We tested both the light switch & the outlet & got good voltage readings on both - so power is coming through. But nothing works when plugged in & porch light still won't work & it's not a burnt out bulb.

Any ideas of what is going on? This is an older home, built in the 50's, so electrical wiring is original to the house.
 
Sometimes the voltage is there but if any current flows the voltage drops to zero. This can happen with a loose, corroded or other type of bad connection. You should try to check the voltage with a load on it.
 
The porch light and the wall outlet could not be connected to the same wires because lighting circuits should be separated from the wall outlet circuits. Is it just one outlet that stopped working? Several outlets are usually parallel-connected in a single circuit unless it's a dedicated outlet for high wattage equipments such as electric ovens, refrigerators, air conditioners, etc.
 
This is an older home - built in the 50's. My handyman said it does appear that they are connected somehow, but he could not figure out what is going on & suggested I call an electrician because he thinks the lines may need to be rewired and that is not something he does. The outlet is not connected to anything else - this is the only outlet in the room not working properly.
 
The porch light and the wall outlet could not be connected to the same wires because lighting circuits should be separated from the wall outlet circuits.

Not true most of the time. Lighting and receptacles are often on the same circuit.

Problem is an open or loose connection. You are probably using a digital meter. They will often give false readings when no load is applied.
 
Not true most of the time. Lighting and receptacles are often on the same circuit.

Problem is an open or loose connection. You are probably using a digital meter. They will often give false readings when no load is applied.

Are these false reading right in the 120V range and if so how is this possible? I have never had this happen to me.
 
I have an outlet that stopped working. At the same time my front porch light also stopped working so I assumed they were connected to the same wires.

We tested both the light switch & the outlet & got good voltage readings on both - so power is coming through.

When you say that you have good voltage do you mean ~120V between the hot and the ground or between the hot and the neutral?

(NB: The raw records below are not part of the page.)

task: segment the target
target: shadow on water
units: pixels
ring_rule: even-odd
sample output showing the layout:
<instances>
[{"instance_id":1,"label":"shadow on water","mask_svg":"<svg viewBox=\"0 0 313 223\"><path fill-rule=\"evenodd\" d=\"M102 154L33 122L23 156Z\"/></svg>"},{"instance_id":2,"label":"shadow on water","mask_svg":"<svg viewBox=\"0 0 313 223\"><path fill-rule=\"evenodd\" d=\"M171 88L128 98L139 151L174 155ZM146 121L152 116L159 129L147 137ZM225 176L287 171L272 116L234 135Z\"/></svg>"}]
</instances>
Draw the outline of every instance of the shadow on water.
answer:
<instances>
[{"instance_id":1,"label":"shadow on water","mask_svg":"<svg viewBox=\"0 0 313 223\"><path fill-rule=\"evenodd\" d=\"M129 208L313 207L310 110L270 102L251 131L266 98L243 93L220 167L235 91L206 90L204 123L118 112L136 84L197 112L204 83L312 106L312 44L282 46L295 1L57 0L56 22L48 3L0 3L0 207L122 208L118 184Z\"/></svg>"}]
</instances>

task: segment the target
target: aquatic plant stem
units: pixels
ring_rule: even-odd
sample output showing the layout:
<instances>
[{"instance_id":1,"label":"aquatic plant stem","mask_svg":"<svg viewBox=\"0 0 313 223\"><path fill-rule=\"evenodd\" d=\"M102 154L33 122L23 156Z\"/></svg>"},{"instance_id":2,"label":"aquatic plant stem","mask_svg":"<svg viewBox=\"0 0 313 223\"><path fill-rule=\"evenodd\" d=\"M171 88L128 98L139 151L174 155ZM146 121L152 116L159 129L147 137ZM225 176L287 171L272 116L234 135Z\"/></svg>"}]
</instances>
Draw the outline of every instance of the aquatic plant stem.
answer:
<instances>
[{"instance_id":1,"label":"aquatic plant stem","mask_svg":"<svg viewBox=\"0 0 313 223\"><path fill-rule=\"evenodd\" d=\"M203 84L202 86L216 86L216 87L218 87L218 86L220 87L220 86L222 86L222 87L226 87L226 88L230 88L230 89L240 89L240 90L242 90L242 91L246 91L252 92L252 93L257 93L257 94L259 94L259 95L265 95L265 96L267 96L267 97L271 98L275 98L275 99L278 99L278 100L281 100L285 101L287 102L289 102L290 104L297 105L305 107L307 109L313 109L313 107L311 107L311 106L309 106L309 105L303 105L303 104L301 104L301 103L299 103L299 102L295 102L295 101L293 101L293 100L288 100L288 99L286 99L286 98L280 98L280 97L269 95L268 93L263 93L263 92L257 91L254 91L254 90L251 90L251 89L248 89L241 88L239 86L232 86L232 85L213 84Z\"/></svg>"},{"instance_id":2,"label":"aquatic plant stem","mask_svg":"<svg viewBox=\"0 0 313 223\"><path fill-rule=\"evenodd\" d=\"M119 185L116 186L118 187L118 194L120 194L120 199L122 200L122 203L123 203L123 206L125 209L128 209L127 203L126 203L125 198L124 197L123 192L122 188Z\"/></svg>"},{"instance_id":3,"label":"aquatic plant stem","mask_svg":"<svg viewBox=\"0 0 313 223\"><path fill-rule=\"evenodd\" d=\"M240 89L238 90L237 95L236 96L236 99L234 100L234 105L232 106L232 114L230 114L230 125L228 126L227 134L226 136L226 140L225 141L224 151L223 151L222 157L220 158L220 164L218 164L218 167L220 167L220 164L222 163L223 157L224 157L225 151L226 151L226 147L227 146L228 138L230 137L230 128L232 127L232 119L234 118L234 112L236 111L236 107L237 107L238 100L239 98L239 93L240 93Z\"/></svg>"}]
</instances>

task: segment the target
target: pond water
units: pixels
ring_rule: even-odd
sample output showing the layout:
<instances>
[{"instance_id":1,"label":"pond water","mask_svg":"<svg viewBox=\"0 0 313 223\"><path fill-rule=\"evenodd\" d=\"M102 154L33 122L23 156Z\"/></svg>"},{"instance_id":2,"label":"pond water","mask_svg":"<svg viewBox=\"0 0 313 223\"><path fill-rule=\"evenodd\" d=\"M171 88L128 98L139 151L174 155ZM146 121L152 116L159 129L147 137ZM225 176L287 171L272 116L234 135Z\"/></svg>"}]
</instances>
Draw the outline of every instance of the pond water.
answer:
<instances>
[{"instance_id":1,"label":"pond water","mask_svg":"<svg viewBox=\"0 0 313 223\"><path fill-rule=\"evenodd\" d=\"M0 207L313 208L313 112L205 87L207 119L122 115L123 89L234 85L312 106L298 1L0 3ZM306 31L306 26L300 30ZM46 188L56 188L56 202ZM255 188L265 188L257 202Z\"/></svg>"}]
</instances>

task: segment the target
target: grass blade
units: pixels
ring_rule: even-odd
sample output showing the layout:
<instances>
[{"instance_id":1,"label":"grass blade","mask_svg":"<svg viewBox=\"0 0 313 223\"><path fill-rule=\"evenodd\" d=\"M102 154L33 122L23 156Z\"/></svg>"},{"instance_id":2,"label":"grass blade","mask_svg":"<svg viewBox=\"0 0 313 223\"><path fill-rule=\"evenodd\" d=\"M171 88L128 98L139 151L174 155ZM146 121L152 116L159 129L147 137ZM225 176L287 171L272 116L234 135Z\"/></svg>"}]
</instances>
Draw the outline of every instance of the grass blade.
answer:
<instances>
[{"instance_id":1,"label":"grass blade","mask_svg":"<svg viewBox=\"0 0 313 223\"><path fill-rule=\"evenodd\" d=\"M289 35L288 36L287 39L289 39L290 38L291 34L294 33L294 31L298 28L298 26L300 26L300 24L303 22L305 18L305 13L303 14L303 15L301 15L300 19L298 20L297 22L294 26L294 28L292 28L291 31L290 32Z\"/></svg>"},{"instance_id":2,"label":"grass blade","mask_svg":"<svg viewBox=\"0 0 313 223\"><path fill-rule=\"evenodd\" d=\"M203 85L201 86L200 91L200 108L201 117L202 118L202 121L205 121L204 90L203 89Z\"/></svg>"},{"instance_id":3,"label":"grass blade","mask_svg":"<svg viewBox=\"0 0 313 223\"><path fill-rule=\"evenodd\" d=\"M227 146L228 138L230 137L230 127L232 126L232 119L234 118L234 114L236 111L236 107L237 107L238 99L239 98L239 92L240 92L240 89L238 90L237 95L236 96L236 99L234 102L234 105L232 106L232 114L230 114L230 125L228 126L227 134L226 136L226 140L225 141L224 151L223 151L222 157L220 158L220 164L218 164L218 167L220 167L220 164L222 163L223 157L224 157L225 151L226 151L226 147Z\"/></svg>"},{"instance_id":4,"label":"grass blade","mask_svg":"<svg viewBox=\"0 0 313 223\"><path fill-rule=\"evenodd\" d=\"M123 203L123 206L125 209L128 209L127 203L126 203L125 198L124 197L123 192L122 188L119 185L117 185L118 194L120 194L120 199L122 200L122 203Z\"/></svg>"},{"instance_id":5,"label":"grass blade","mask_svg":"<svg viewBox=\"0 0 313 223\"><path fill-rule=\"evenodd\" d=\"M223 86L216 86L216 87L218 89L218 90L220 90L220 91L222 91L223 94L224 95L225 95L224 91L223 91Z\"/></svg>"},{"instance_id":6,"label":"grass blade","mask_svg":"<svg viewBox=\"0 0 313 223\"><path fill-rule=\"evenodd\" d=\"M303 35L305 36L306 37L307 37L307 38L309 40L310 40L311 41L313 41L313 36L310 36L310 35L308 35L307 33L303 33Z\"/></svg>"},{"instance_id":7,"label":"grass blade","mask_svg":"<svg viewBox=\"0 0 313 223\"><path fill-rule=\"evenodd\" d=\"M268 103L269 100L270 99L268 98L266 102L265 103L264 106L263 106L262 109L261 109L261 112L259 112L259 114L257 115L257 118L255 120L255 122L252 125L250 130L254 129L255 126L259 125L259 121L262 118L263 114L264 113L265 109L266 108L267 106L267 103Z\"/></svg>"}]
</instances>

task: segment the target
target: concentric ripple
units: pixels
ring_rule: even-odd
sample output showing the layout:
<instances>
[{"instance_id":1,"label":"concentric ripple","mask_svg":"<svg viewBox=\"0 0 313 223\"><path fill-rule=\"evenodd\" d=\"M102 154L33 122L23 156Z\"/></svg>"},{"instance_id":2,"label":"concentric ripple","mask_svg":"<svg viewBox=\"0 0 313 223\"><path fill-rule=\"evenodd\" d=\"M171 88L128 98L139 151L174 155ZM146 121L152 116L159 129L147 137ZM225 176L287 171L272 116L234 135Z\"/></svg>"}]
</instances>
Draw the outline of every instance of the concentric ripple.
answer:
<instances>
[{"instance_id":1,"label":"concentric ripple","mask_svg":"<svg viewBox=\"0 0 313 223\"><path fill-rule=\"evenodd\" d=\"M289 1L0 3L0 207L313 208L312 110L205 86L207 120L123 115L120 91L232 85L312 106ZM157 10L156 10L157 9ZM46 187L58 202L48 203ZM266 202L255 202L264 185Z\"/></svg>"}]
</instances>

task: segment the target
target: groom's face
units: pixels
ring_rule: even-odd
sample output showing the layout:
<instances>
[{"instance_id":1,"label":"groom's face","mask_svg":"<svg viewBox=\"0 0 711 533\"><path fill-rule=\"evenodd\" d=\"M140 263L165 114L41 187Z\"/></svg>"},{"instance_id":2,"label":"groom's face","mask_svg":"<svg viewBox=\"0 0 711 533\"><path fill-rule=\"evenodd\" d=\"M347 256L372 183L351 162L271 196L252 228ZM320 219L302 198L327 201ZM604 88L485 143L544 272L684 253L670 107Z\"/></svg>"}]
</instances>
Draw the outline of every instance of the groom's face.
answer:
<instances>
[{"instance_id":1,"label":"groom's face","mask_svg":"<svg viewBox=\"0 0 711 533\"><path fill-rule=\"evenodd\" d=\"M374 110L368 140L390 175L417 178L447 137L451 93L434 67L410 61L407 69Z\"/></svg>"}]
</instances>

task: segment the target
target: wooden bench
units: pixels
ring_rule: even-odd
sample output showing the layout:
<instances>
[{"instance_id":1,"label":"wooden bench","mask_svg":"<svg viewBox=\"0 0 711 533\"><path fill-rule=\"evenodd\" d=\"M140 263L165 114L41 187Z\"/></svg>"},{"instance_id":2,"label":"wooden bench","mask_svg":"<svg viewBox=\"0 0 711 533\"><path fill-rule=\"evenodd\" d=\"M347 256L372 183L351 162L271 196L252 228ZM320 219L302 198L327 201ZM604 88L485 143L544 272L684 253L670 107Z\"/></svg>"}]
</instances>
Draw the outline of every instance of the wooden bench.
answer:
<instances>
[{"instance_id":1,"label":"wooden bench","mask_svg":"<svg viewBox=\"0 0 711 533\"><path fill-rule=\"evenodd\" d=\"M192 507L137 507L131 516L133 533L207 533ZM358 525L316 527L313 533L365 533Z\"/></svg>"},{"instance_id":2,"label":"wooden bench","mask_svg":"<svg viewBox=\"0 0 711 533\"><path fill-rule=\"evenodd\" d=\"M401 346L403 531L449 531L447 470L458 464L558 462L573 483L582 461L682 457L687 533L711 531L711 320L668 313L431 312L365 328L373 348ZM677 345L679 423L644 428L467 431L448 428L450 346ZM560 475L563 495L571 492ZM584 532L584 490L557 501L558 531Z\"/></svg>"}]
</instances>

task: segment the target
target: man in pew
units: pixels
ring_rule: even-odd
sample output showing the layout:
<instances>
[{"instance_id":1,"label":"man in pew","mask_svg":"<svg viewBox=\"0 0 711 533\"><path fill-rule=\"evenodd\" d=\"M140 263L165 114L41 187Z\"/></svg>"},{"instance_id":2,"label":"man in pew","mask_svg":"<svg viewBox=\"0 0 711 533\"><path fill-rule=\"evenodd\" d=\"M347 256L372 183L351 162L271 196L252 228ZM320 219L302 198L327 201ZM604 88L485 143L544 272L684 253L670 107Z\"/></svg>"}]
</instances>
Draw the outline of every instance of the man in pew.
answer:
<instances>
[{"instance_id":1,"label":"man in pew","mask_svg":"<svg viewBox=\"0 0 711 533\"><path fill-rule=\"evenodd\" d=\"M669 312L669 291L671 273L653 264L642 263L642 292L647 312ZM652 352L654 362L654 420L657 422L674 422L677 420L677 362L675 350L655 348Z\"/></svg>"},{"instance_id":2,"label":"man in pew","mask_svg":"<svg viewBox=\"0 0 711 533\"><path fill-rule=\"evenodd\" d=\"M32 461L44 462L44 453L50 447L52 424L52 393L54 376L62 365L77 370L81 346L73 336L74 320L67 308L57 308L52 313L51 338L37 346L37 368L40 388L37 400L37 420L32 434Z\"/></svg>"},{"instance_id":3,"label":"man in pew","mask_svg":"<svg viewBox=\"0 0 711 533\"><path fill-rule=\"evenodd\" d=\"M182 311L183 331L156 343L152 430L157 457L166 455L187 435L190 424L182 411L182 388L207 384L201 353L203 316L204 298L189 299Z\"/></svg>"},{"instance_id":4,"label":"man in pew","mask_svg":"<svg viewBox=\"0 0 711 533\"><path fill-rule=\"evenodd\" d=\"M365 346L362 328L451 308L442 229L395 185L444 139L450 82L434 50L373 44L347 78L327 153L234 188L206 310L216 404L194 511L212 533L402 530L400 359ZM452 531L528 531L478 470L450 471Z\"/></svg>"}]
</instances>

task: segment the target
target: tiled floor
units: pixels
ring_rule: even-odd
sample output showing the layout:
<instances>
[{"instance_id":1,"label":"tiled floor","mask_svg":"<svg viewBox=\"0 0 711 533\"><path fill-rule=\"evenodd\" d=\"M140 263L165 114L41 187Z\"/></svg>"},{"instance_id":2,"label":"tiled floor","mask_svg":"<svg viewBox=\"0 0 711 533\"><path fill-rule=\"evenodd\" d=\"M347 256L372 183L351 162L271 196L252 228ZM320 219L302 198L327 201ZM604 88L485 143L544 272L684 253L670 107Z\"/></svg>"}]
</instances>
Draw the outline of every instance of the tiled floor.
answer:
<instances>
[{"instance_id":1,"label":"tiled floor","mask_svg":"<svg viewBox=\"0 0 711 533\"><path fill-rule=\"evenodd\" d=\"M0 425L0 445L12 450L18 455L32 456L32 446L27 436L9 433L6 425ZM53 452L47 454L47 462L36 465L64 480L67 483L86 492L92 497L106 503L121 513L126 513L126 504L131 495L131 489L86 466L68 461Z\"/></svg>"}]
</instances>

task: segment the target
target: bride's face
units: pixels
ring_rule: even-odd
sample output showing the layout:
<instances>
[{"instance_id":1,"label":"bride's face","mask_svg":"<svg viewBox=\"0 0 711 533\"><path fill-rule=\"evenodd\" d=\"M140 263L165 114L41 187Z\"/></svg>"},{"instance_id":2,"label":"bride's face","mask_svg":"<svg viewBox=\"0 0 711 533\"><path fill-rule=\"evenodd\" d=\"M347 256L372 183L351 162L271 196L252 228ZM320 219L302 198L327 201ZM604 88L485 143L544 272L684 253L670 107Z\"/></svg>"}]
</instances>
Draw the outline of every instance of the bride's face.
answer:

If there is contact somewhere between a neutral and hot the neutral line will be at 120V as well. Then you could still get a 120V reading between the hot and the ground but obviously no voltage between the hot and the neutral which is what you need.
 
I pull this trick once in a while at work when i'm stuck with the puke meter. Get an extension cord and take it to a good plug. Test hot to neut and to grnd should be the same both ways 118-125volts. Now go to your bad plug, while the cord is still plugged in to good one, land the red lead in the right (hot) side of cord end. Take the black one to left side of non working outlet. What is the voltage with the porch lite on and off. If either of these readings are different from above test than you have a lost neutral. Now for sh!#s and giggles touch the black probe to yourself, trust me you wont feel a thing, what does the voltage say using you as a ground? This will help other people understand how meters can give misleading results. Please post back and we can give you the next step!